Any responsible news story would stress that, under international law, Israel's strikes were almost certainly illegal. Claims of self-defense to warrant a so-called 'preemptive strike' are extremely narrow. There must be proof of 'imminence,' of which there is not.
It was 'The Daily Show,' of all places, that bothered to pull together a supercut showing that Israeli Prime Minister Benjamin Netanyahu has been warning of Iran's 'imminent' militarization of their nuclear supplies for 30 years.
'Iran: Weeks away from having nuclear weapons since 1995,' the comedy news show posted on X.
'Iran doesn't have nuclear weapons, Israel does,' said Zeteo's Mehdi Hasan in a recent social media video, lambasting the media's continued insistence on treating Israel's acts of aggression as a victim's attempts at defense. 'It's a nuclear double standard.' The only country in the Middle East with a militarized nuclear arsenal is Israel, which has an estimated 90 to 400 warheads that it refuses to publicly acknowledge. Israel is not a signatory to the Nuclear Non-Proliferation Treaty.
Meanwhile, some of the very same media hawks who most vociferously pushed lies to license the Iraq War are bolstering another illegal war of aggression against Iran, and using the same racist clash-of-civilizations logic.
Popular historian Niall Ferguson, an apologist for colonialism who declared himself 'a fully paid-up member of the neoimperialist gang' after the launch of Iraq War in 2003, wrote with two co-authors in the Free Press this week that Israel's attacks on Iran were a 'blow for the good guys in Cold War II.' One of the the New York Times' prominent resident hawks, Bret Stephens, wrote a column last week praising Israel's 'courage' for doing 'what needed to be done,' given, of course, 'the millenarian mind-set of some of Iran's theocratic leaders.'
Looking at the media ecosystem as a whole, though, one might get the impression that the debate is pretty evenly split over whether Trump should escalate to U.S.-led strikes on Iran. But this, too, is a distortion: The majority of Americans don't want the U.S. to conduct its own military strikes. An Economist/YouGov survey from last week found that 60 percent of all respondents oppose U.S. involvement in the war, while just 16 percent supported military action. Broken down by party affiliation, the margins largely hold even among Republicans — 53 percent of whom said they opposed military action, while 23 percent want further U.S. involvement.
Of course, even the poll questions are misleading.
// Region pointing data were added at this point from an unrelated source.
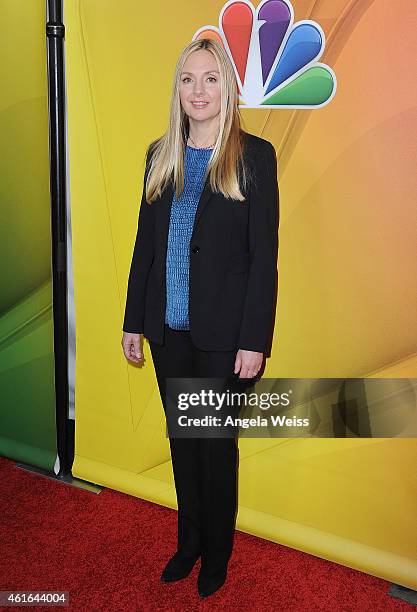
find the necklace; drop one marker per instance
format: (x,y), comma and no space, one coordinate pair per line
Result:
(209,147)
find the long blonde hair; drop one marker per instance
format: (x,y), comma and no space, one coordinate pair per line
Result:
(225,167)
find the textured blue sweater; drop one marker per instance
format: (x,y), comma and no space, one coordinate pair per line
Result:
(179,235)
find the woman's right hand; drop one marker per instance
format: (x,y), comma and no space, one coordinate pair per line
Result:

They ask whether the U.S. should join Israel in military action, as if the two countries' military–industrial complexes are not wholly entwined already. The question should instead be about whether respondents think there should be any further involvement or U.S.-led strikes.
As Cruz put it to Carlson, 'we are carrying out military strikes today.' Carlson, rightly, jumped in by reminding him of the official U.S. line that Israel is conducting strikes on its own, pushing Cruz to clarify if he was breaking the news that 'the United States government is at war with Iran right now.' While Cruz attempted to correct by saying that the U.S. is merely 'supporting' Israel, the slip revealed the undeniable U.S. complicity in all Israel's warmongering, regardless of whether Trump formally declares a U.S. military intervention.